Quick Strawberry Compote

Strawberry Compote

 Molly Watson

Ratings
  • Total: 15 mins
  • Prep: 5 mins
  • Cook: 10 mins
  • Yield: 8 servings (1 pint total)

Strawberry compote is beyond easy to make: a few bright spring berries, a bit of sugar, and a splash of water or juice, plus about 10 minutes of cooking time gets you to one deliciously sweet and tangy bread topper.

What's the difference between jam and compote? There are two main ways these spreads differ. First, the fruit is left in bigger pieces for a compote—smaller berries can even be kept whole. Compotes also call for far less sugar because it isn't getting "put up" or canned. Here, just 2 tablespoons for 1 pound of strawberries is all you need. (Adjust the amounts up or down depending on how many berries you're using.)

Use strawberry compote much as you might use jam—spread on toast or added to sandwiches. Additionally, compote is wonderful spooned onto yogurt or ice cream, served alongside slices of cake, or cast to play the role of something fruity and sweet on a well-balanced cheese or charcuterie platter. Of course, you may choose to enjoy it simply by the spoonful right out of the jar.

Ingredients

  • 1 pound strawberries
  • 2 tablespoons sugar
  • 3 tablespoons orange juice or water

Steps to Make It

  1. Rinse the strawberries, pat them dry, and then hull the fruit: insert a knife in at an angle under the leaf cap, twist to cut out the leaves and white core underneath. Discard and repeat with all the berries. Cut larger berries in half or quarters; leave smaller berries whole.

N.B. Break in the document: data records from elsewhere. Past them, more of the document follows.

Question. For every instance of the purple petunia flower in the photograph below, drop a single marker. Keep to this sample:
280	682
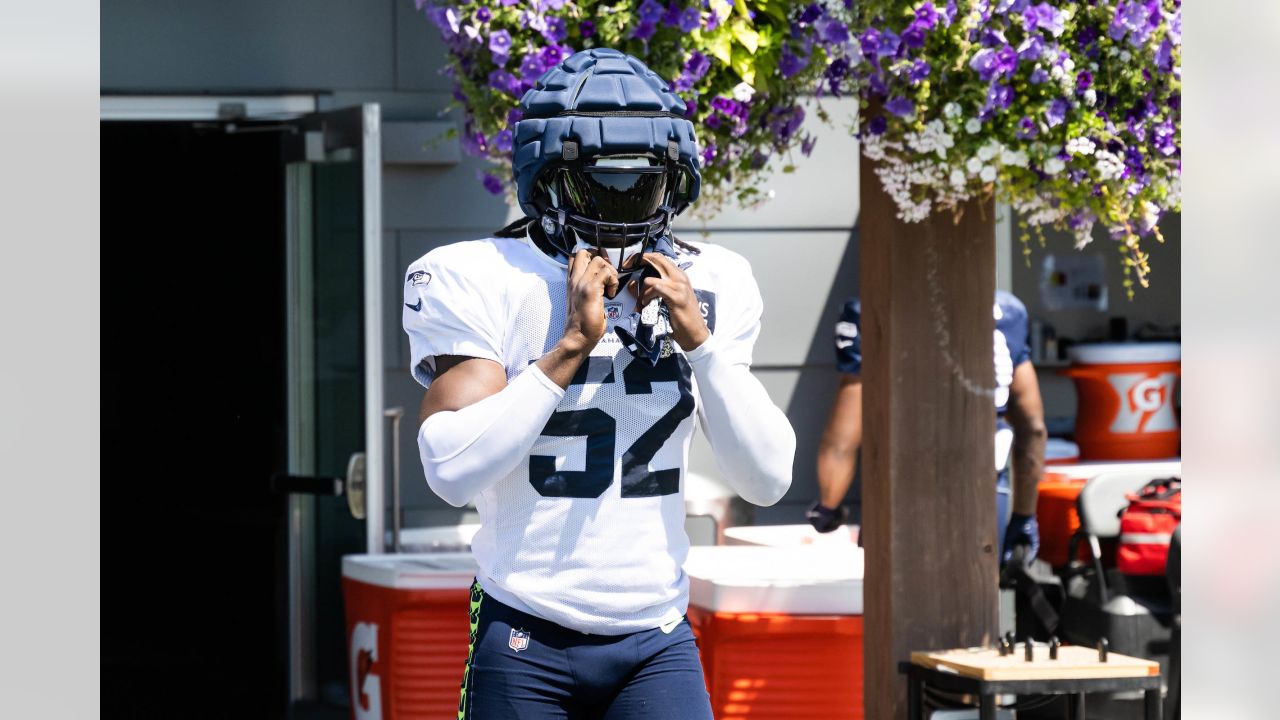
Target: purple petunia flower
645	30
503	141
831	31
531	65
919	72
556	30
1165	139
790	64
869	41
1056	112
690	19
1043	17
913	36
926	17
503	81
650	12
492	183
900	106
671	16
499	46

  2. Put the berries in a saucepan. Add the sugar and juice or water. Bring to a boil, reduce the heat to low and simmer until the strawberries are all soft and just starting to fall apart and the liquid thickens, between 5 to 10 minutes.

  3. Taste, and add more sugar if you like.

  4. Let the compote cool. Transfer to a clean pint jar and store, covered and chilled, for up to 2 weeks.

Variations

One easy way to add different flavors is to switch out the water or juice for another liquid:

  • Red wine or a berry liqueur adds an adult kick to the compote (the boiling will cook off the alcohol, but the flavor will still be there).
  • Balsamic vinegar adds a sophisticated edge and imparts a sweet-tart flavor.
  • Lemon juice will tone down the sweetness of the compote.

Here are a few other fun ways to play with the flavor:

  • Up the citrus with 1/2 teaspoon orange or lemon zest.
  • Add a savory component with 1/2 teaspoon freshly grated ginger.
  • Spice things up with a minced small fresh chile.
  • Use a mix of berries—raspberries are a particularly good choice and will keep the red hue bright, but any other fruits will work, although blueberries and blackberries may muddy the color.